Os cientistas, liderados por Kara A. Lamantia e Lonnie G. Thompson, descobriram que os níveis de metano na atmosfera tropical eram consistentemente mais altos do que os registrados em núcleos de gelo polar do mesmo período. Essa discrepância é significativa porque os núcleos polares têm sido há muito tempo a referência padrão para as tendências globais de metano. Os novos dados sugerem que fontes tropicais, como pântanos e incêndios, podem ter desempenhado um papel muito maior no ciclo do metano do que se reconhecia anteriormente.

Por que os trópicos importam

Pesquisadores locais e comunidades no Peru sabem há muito tempo que as geleiras são vitais para o abastecimento de água, mas o gelo também guarda pistas sobre o clima global. A geleira está situada nos trópicos, uma região que é tanto uma grande fonte quanto um grande sumidouro de metano. Pântanos tropicais, por exemplo, produzem grandes quantidades de metano naturalmente, enquanto a química atmosférica nos trópicos pode destruí-lo.
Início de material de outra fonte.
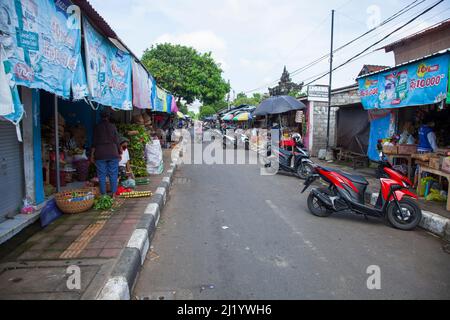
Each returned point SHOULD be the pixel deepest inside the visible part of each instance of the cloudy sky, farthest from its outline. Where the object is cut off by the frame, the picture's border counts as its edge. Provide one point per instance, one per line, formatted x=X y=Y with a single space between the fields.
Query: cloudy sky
x=254 y=39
O novo registro mostra que esses processos variaram significativamente ao longo dos séculos, provavelmente em resposta a mudanças na temperatura e na precipitação.

As descobertas são importantes para os modelos climáticos, que dependem de dados históricos precisos para prever mudanças futuras. Se as emissões tropicais de metano foram mais altas no passado, os modelos podem precisar ajustar suas suposições sobre o quão sensíveis essas fontes são às mudanças climáticas. O estudo também destaca o valor dos núcleos de gelo tropicais, que estão desaparecendo à medida que as geleiras recuam devido ao aquecimento.

Uma nova janela para o passado

O núcleo de gelo peruano é um dos poucos registros tropicais do tipo, e oferece um vislumbre raro de uma região que é frequentemente sub-representada na pesquisa climática. A equipe comparou seus dados com registros existentes da Groenlândia e da Antártida, revelando que os trópicos nem sempre seguem as mesmas tendências que os polos. Isso sugere que as emissões de metano não são uniformes em todo o globo, e que diferenças regionais importam.

O estudo não resolve todas as questões sobre a história do metano, mas abre um novo caminho para investigação. À medida que as geleiras tropicais continuam a derreter, a oportunidade de coletar tais núcleos está diminuindo. Os pesquisadores instam que mais esforços sejam feitos para preservar esses arquivos naturais antes que sejam perdidos.

No contexto mais amplo da ciência climática, este trabalho sublinha a complexidade do ciclo do metano. Mostra que mesmo gases bem estudados podem guardar surpresas quando examinados de uma nova perspectiva. O registro do núcleo de gelo tropical é um lembrete de que a atmosfera da Terra tem um passado dinâmico e variado, e que compreendê-lo exige olhar além dos polos.